Реально, однако, численность профсоюзов при Колчаке сократилась из-за преследования властями по обвинениям в антиправительственной деятельности, причастности к забастовкам и восстаниям. Взаимоотношения профсоюзов с властью находились в прямой зависимости от того, кто возглавлял те или иные из них: меньшевики или скрытые большевики. С первыми удавалось найти общий язык, а вторые были в постоянных трениях с властями и значительную часть профсоюзных средств тайком переправляли на нужды большевистского подполья. При этом ряд профсоюзов обращались к властям с ходатайствами не распускать их, а ограничиться арестом злонамеренных членов. Циркуляр министерства труда от 31 мая 1919 года запрещал рабочим профсоюзам заниматься политической деятельностью.

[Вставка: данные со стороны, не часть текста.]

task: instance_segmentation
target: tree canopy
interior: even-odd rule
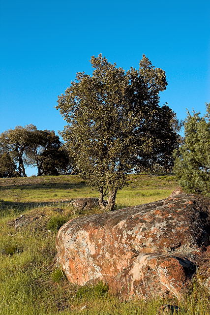
[[[127,72],[101,54],[90,63],[92,75],[77,73],[57,108],[68,124],[62,135],[81,175],[99,192],[101,207],[112,210],[128,172],[171,159],[178,139],[175,114],[159,105],[165,71],[145,56],[139,69]]]
[[[29,165],[37,167],[38,176],[66,175],[75,168],[55,131],[38,130],[32,125],[17,126],[0,134],[0,158],[1,177],[26,176],[25,166]]]
[[[183,144],[176,152],[174,170],[187,192],[210,195],[210,103],[207,113],[187,112]]]

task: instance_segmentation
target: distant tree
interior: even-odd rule
[[[165,73],[145,56],[139,70],[126,73],[101,55],[90,62],[92,76],[78,73],[57,109],[68,123],[62,135],[81,176],[99,191],[100,207],[113,210],[126,174],[150,168],[177,145],[175,114],[158,105]]]
[[[61,157],[59,154],[61,144],[54,130],[34,130],[27,157],[28,164],[37,166],[38,176],[59,175],[55,165]]]
[[[25,127],[17,126],[0,135],[0,147],[3,152],[9,153],[12,159],[18,163],[18,173],[20,177],[26,177],[25,164],[26,154],[31,142],[32,132],[36,127],[28,125]]]
[[[175,153],[174,171],[187,192],[210,195],[210,103],[207,113],[187,112],[183,143]]]
[[[17,175],[16,165],[8,153],[0,154],[0,177],[14,177]]]

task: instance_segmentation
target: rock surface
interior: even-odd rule
[[[102,280],[125,299],[181,299],[210,235],[210,199],[182,193],[68,221],[57,257],[71,283]]]

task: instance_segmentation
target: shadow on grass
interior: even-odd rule
[[[72,189],[76,188],[80,189],[86,187],[85,182],[81,182],[80,183],[40,183],[37,184],[21,184],[17,185],[14,184],[11,185],[2,186],[0,187],[1,191],[10,190],[39,190],[55,189]]]
[[[14,215],[24,212],[36,208],[43,207],[53,207],[55,208],[62,207],[63,204],[69,203],[69,200],[64,201],[31,201],[30,202],[20,202],[18,201],[1,201],[0,202],[0,217],[4,217],[9,213]]]

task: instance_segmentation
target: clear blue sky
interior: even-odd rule
[[[143,54],[163,69],[161,103],[180,119],[210,102],[208,0],[0,0],[0,132],[62,130],[57,96],[100,53],[126,70]]]

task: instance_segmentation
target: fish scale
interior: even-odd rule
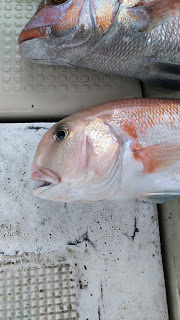
[[[180,101],[123,99],[78,112],[46,132],[32,179],[50,183],[33,193],[61,202],[161,203],[180,194],[179,172]]]

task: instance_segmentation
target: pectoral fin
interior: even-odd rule
[[[127,8],[127,14],[135,29],[147,31],[153,29],[172,11],[180,7],[180,0],[140,0],[136,6]]]
[[[138,149],[139,148],[139,149]],[[150,174],[180,162],[180,145],[157,144],[146,148],[133,147],[134,158],[141,161],[144,173]]]
[[[180,192],[150,192],[140,196],[139,200],[163,203],[165,201],[170,201],[177,196],[180,196]]]
[[[145,83],[167,90],[180,90],[180,64],[147,59],[149,77],[142,79]]]

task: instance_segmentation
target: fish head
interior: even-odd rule
[[[104,2],[106,11],[101,12]],[[74,65],[109,29],[117,3],[118,0],[43,0],[19,35],[20,54],[37,63]]]
[[[61,202],[106,199],[113,192],[117,164],[119,142],[111,128],[100,118],[77,113],[55,124],[40,141],[31,178],[43,185],[33,193]]]

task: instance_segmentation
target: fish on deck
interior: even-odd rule
[[[180,194],[180,100],[123,99],[71,115],[42,138],[34,195],[61,202]]]
[[[33,62],[180,89],[180,0],[43,0],[19,44]]]

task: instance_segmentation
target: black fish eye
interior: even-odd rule
[[[55,141],[64,140],[69,134],[69,130],[66,125],[59,125],[53,131],[53,139]]]

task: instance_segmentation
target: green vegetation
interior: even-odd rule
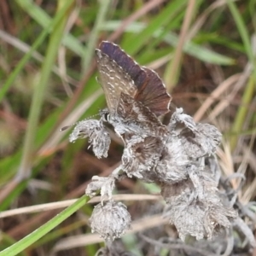
[[[159,73],[172,96],[171,110],[183,108],[196,121],[222,131],[218,157],[223,177],[247,177],[244,184],[236,177],[230,183],[241,189],[239,201],[253,212],[255,9],[253,0],[1,2],[0,210],[17,212],[3,218],[0,212],[0,256],[66,250],[90,256],[103,246],[90,233],[93,207],[84,189],[92,176],[115,168],[122,144],[113,137],[108,157],[97,160],[86,140],[69,143],[71,129],[60,131],[105,108],[94,59],[102,40],[119,44]],[[157,189],[135,180],[117,188],[129,195]],[[129,195],[122,200],[129,201],[137,222],[154,212],[150,201],[142,203]],[[38,209],[40,204],[49,208]],[[19,212],[28,206],[34,208]],[[159,216],[154,226],[160,222],[165,224]],[[128,251],[142,239],[136,232],[122,241]],[[134,253],[148,255],[143,250]],[[167,253],[163,248],[159,255]]]

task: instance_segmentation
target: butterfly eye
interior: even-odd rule
[[[104,113],[103,114],[103,119],[105,122],[108,122],[109,121],[109,113]]]

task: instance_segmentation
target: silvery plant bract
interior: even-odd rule
[[[79,122],[70,141],[88,137],[96,156],[107,157],[108,123],[122,139],[124,151],[120,166],[109,177],[93,177],[87,187],[90,196],[97,191],[102,195],[90,218],[92,230],[113,241],[130,228],[126,207],[112,198],[121,172],[160,187],[166,202],[164,216],[182,240],[187,235],[210,239],[229,228],[237,213],[219,197],[216,168],[207,160],[214,160],[221,133],[212,125],[195,123],[183,108],[177,108],[164,125],[158,117],[169,112],[172,97],[162,80],[118,45],[102,42],[96,59],[108,108],[100,112],[99,120]]]

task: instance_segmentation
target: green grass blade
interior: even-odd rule
[[[31,58],[32,52],[37,49],[44,41],[48,33],[53,29],[53,27],[62,19],[63,15],[66,14],[67,10],[71,7],[73,4],[72,2],[67,1],[65,6],[63,6],[62,9],[58,13],[58,15],[55,17],[52,20],[50,25],[47,26],[39,35],[38,39],[35,41],[33,45],[32,46],[31,49],[23,56],[23,58],[17,64],[14,71],[9,75],[7,81],[4,83],[3,87],[0,90],[0,102],[2,102],[3,98],[6,95],[7,91],[14,83],[15,79],[16,79],[17,75],[21,72],[26,63]]]
[[[68,207],[67,209],[62,211],[61,213],[54,217],[52,219],[48,221],[46,224],[42,225],[40,228],[37,229],[35,231],[32,232],[20,241],[17,241],[13,246],[6,248],[5,250],[0,252],[0,256],[14,256],[17,255],[20,252],[24,251],[36,241],[40,239],[42,236],[45,236],[61,222],[67,219],[69,216],[84,206],[90,197],[85,195],[79,198],[75,203]]]
[[[50,16],[34,2],[31,0],[16,0],[16,3],[43,28],[47,28],[52,22]],[[71,34],[64,35],[63,44],[78,55],[84,54],[83,44]]]
[[[100,32],[101,26],[106,22],[106,15],[109,8],[111,1],[101,0],[99,1],[100,8],[95,26],[90,32],[90,38],[87,44],[87,50],[83,53],[82,57],[82,73],[84,73],[91,63],[94,57],[95,48],[97,42],[98,33]]]
[[[61,1],[60,1],[61,2]],[[70,6],[73,0],[64,2],[65,4],[61,6],[59,11],[67,6]],[[54,27],[49,44],[47,49],[46,56],[42,67],[41,77],[39,82],[35,87],[32,102],[30,108],[28,125],[25,135],[24,149],[22,152],[21,164],[19,168],[17,178],[23,179],[30,176],[31,166],[33,160],[33,151],[35,150],[35,137],[37,134],[38,124],[44,102],[44,95],[49,86],[49,79],[51,73],[52,67],[55,61],[59,45],[61,42],[63,31],[67,20],[68,19],[68,13],[61,15],[62,19]]]
[[[114,31],[119,26],[119,21],[108,21],[102,25],[102,30],[106,31]],[[137,34],[141,33],[146,26],[141,22],[133,22],[125,28],[125,32],[135,32]],[[163,33],[161,28],[157,29],[153,36],[158,38]],[[168,32],[163,38],[166,43],[176,47],[177,45],[178,38],[173,32]],[[217,64],[217,65],[234,65],[236,61],[232,58],[225,56],[224,55],[218,54],[207,49],[204,46],[197,44],[193,42],[187,42],[184,44],[183,50],[186,54],[192,55],[202,61]]]

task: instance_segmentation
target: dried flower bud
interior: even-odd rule
[[[92,149],[97,158],[107,157],[110,145],[110,137],[102,121],[83,120],[79,122],[72,134],[69,141],[73,143],[78,138],[89,137],[89,143],[92,144]]]
[[[187,154],[199,158],[215,153],[221,142],[222,135],[218,129],[209,124],[196,124],[196,131],[185,128],[180,137]]]
[[[163,143],[158,137],[132,136],[122,156],[123,170],[128,177],[135,176],[146,182],[156,181],[154,167],[162,150]]]
[[[193,183],[188,179],[176,184],[162,184],[161,194],[168,204],[165,215],[175,224],[179,237],[187,235],[212,238],[230,226],[236,212],[222,205],[217,194],[206,189],[204,200],[199,200]]]
[[[112,191],[115,185],[115,177],[113,176],[99,177],[94,176],[88,184],[85,194],[90,197],[96,195],[96,191],[101,189],[102,199],[108,200],[112,197]]]
[[[156,166],[158,178],[169,183],[186,179],[187,166],[189,164],[190,160],[183,150],[181,140],[176,136],[170,137]]]
[[[176,111],[172,113],[168,125],[168,130],[173,133],[173,131],[180,128],[180,125],[183,125],[184,127],[187,127],[191,131],[195,130],[195,123],[193,118],[183,113],[183,109],[182,108],[176,108]]]
[[[97,232],[106,241],[113,241],[130,229],[131,215],[121,202],[109,201],[94,207],[90,218],[92,232]]]

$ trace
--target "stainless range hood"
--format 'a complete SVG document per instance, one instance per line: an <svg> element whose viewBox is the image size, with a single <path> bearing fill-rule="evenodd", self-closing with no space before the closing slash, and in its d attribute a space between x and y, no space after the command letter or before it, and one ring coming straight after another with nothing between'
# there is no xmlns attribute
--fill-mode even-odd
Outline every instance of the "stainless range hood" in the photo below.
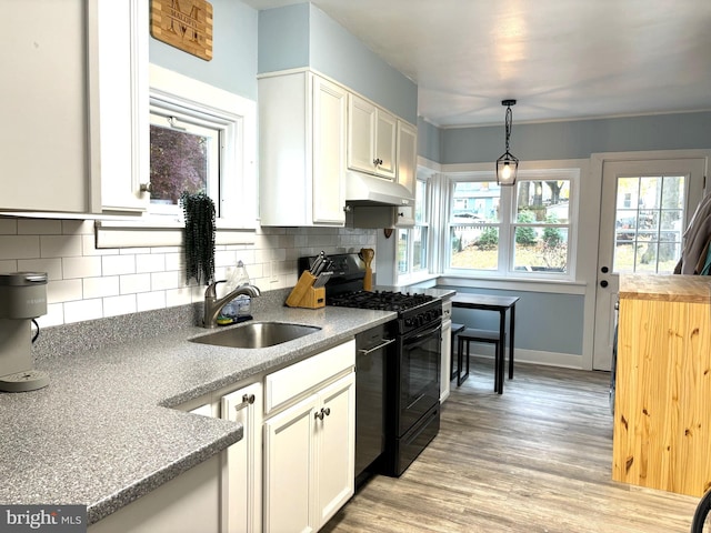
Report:
<svg viewBox="0 0 711 533"><path fill-rule="evenodd" d="M400 183L349 170L346 203L351 205L414 205L414 195Z"/></svg>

В марте 1919 года Колчак запретил забастовки, мотивируя это условиями военного времени. Так же действовали в тех условиях и сами большевики: более того, они приравнивали забастовки против своей власти к «саботажу», то есть к уголовно наказуемому преступлению и «измене революции». Не случайно многие пострадавшие от большевистских репрессий против стачек уральские рабочие (в Перми, Ижевске, Воткинске) поддержали Колчака. Еще в 1918 году рабочие Ижевского и Воткинского заводов подняли восстание против большевиков, продолжавшееся три месяца. Позднее в армии Колчака они составили ядро добровольческих Ижевской и Воткинской дивизий, с особенным упорством дравшихся против красных. За боевые отличия Ижевской дивизии было пожаловано почетное Георгиевское знамя.
Об отрицательном отношении основной массы уральских рабочих к большевикам говорят и приветствия в адрес Колчака, поступавшие от рабочих Пермской железной дороги, Мотовилихинского, Верх-Исетского и других заводов. Так, рабочие Верх-Исетского завода в Екатеринбурге в своей телеграмме, принятой на общем собрании 25 декабря 1918 года, выражали надежду на защиту Верховным правителем интересов и нужд рабочих и изъявляли готовность «всемерно помочь восстановить разоренную злоумышленниками и предателями (т.е. большевиками – В.Х.) Родину».[175] Рабочие Златоустовского оборонного завода заслужили от Колчака особую благодарность за отличную работу и рост производительности труда. Исправно трудились на белую армию и рабочие военных заводов в Екатеринбурге, Перми, Нижнем Тагиле, Мотовилихе.
Казалось бы, невероятно: рабочие – и вдруг против большевиков, против своей же партии! Но здесь надо отметить, что уральский пролетариат, в отличие от питерского, московского или донецкого, был не кадровым, а как правило, сезонным, сохранявшим постоянные связи с деревней, к разорению которой «приложили руку» большевики. Кроме того, злоупотребления местных советских властей на Урале до прихода белых были особенно вопиющими. И именно при Колчаке, зимой 1918/19 года, на уральских заводах впервые после революции начался рост производительности труда.
Вообще у нас до сих пор с «легкой» руки советской пропаганды бытует расхожее мнение, что русский рабочий класс – во всяком случае, «кадровый», в своей массе (в отличие от уральцев) поддерживавший большевиков, особенно питерский – был исключительно грамотным и политически развитым. До такой степени, что возникает резонный вопрос: почему же сейчас он не таков? В памятной исторической кинотрилогии о Максиме этот рабочий-большевик легко побеждает в споре интеллигента-меньшевика на удивление точными дословными цитатами из К. Маркса. Конечно, это большое преувеличение: коммунистам было выгодно представлять свой «классовый авангард» именно таким (не хуже, мол, «гнилой контрреволюционной интеллигенции»!). Да, постольку, поскольку рабочие относились к городским жителям, они были, как правило, грамотнее деревенских, но далеко не все, и даже грамотные в смысле образования и политической культуры в своей массе находились на низком уровне.